# Renters tax credit and rent room



## appd (26 Sep 2022)

Hi,

Does anyone know if the previous renters tax credit (discontinued a few years ago) covered renters in the rent a room scheme?


Assuming the new scheme in upcoming budget will follow same procedure.

Thanks


----------



## T McGibney (26 Sep 2022)

I'd assume nothing.


----------



## Knuttell (26 Sep 2022)

I would imagine landlords flying under the Revenue radar have reason to be very worried about this. Its akin to Govt/Revenue having the tenant painting a target on the property. If you haven't been declaring income then you'd need to rethink that strategy.


----------



## noproblem (26 Sep 2022)

Knuttell said:


> I would imagine landlords flying under the Revenue radar have reason to be very worried about this. Its akin to Govt/Revenue having the tenant painting a target on the property. If you haven't been declaring income then you'd need to rethink that strategy.


Rent a room house owners can earn up to €14k tax free every year, why would they be worried about revenue?


----------



## Knuttell (26 Sep 2022)

For those with large houses and many rooms who claim that its the PPR (but isnt) More of those than you'd think.


----------



## skrooge (26 Sep 2022)

I would imagine a tax credit designed to help renters will not distinguish between whether the house is owner occupied (and rented for below €14k a year) or otherwise. It would be too cumbersome to start distinguishing based on it.


----------



## DannyBoyD (27 Sep 2022)

On the contrary, I believe the tenancy will have to be registered with the RTB for the relief to be claimed.

As it stands, landlords have to register the tenancy to claim tax relief on mortgage interest.
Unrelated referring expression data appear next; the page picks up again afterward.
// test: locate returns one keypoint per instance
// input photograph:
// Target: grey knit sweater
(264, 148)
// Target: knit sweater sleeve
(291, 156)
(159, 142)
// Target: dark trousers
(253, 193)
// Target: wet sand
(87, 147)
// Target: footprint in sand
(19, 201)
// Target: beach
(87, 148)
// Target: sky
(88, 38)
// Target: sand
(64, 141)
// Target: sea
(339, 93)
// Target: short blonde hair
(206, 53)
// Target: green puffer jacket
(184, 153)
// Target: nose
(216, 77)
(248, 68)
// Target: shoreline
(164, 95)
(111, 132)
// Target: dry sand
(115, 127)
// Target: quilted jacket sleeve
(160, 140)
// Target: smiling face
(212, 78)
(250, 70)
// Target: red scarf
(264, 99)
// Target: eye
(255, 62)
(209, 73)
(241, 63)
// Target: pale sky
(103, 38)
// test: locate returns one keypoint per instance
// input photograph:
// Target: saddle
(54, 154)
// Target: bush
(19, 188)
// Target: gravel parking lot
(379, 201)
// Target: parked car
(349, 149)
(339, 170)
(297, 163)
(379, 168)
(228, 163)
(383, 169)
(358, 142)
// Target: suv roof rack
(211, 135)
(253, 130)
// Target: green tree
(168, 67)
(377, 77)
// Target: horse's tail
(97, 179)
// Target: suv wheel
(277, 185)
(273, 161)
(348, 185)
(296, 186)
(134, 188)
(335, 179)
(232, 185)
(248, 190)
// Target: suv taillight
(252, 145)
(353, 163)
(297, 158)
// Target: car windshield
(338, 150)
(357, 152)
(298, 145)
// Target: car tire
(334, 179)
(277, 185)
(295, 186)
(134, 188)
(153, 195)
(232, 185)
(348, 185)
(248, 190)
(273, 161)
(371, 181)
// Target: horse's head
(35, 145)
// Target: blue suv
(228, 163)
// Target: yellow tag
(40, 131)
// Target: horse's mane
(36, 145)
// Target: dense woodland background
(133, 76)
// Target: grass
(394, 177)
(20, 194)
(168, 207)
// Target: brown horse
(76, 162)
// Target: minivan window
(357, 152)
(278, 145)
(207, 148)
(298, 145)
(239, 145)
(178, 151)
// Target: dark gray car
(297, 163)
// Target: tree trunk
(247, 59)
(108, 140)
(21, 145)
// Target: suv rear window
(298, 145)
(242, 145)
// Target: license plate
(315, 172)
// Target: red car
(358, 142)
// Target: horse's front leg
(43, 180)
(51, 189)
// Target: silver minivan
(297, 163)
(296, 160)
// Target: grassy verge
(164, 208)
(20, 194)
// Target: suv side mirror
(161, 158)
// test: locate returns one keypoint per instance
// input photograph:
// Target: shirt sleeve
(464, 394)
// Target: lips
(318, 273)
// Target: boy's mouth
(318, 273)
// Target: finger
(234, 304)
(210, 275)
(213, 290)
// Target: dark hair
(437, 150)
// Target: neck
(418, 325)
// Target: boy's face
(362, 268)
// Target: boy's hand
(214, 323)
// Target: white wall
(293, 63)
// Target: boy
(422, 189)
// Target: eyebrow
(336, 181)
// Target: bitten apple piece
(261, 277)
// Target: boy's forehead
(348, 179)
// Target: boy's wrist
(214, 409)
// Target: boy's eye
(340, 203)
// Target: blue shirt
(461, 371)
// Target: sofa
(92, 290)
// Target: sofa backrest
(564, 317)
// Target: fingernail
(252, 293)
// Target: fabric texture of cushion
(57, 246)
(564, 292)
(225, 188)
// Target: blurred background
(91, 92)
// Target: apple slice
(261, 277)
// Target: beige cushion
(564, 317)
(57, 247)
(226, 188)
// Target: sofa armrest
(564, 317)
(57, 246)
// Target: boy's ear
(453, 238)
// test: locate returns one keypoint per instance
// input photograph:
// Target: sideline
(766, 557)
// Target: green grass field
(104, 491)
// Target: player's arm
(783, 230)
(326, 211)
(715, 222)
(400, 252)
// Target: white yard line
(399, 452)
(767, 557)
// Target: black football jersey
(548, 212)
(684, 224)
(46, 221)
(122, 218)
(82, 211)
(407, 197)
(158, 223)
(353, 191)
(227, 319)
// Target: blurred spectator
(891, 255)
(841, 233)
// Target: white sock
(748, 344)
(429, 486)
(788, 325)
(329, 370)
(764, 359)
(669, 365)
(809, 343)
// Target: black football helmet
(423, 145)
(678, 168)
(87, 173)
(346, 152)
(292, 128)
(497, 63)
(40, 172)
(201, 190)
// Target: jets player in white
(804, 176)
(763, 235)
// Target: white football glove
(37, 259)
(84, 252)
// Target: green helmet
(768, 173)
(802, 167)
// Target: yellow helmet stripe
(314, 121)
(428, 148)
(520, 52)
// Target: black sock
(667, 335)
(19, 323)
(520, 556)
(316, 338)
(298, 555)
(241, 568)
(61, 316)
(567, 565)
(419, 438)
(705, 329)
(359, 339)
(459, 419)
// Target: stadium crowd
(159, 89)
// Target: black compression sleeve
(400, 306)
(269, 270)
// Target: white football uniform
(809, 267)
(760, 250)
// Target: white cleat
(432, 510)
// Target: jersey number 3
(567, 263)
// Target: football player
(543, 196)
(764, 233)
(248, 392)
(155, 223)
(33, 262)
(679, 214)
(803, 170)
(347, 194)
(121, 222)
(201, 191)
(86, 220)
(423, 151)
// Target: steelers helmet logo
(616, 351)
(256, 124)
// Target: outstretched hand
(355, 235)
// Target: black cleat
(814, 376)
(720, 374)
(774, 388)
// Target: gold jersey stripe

Its easier to extend an existing protocol than create a new one.


----------



## NoRegretsCoyote (27 Sep 2022)

My guess is that any system is inching toward a place where landlords and tenants are all registered with the RTB at all times and this can be cross-checked with Revenue databases easily via matching PPSNs.


----------



## Towger (27 Sep 2022)

noproblem said:


> Rent a room house owners can earn up to €14k tax free every year, why would they be worried about revenue?


They are required to file a tax return each year to declare the Rent a Room money.  They can be fined for not filling the return, even if no tax is owed.

It will probably work like before. The renter applies for rent relief and 'needs' their Landlords PPSN to fill in the form.  If they cannot get the PPSN they can still apply, Revenue will require their landlord's name and contact details.


----------



## noproblem (27 Sep 2022)

So, that's no big deal? Knuttell is seeing something and calling it a problem that doesn't exist for taxpayers.


----------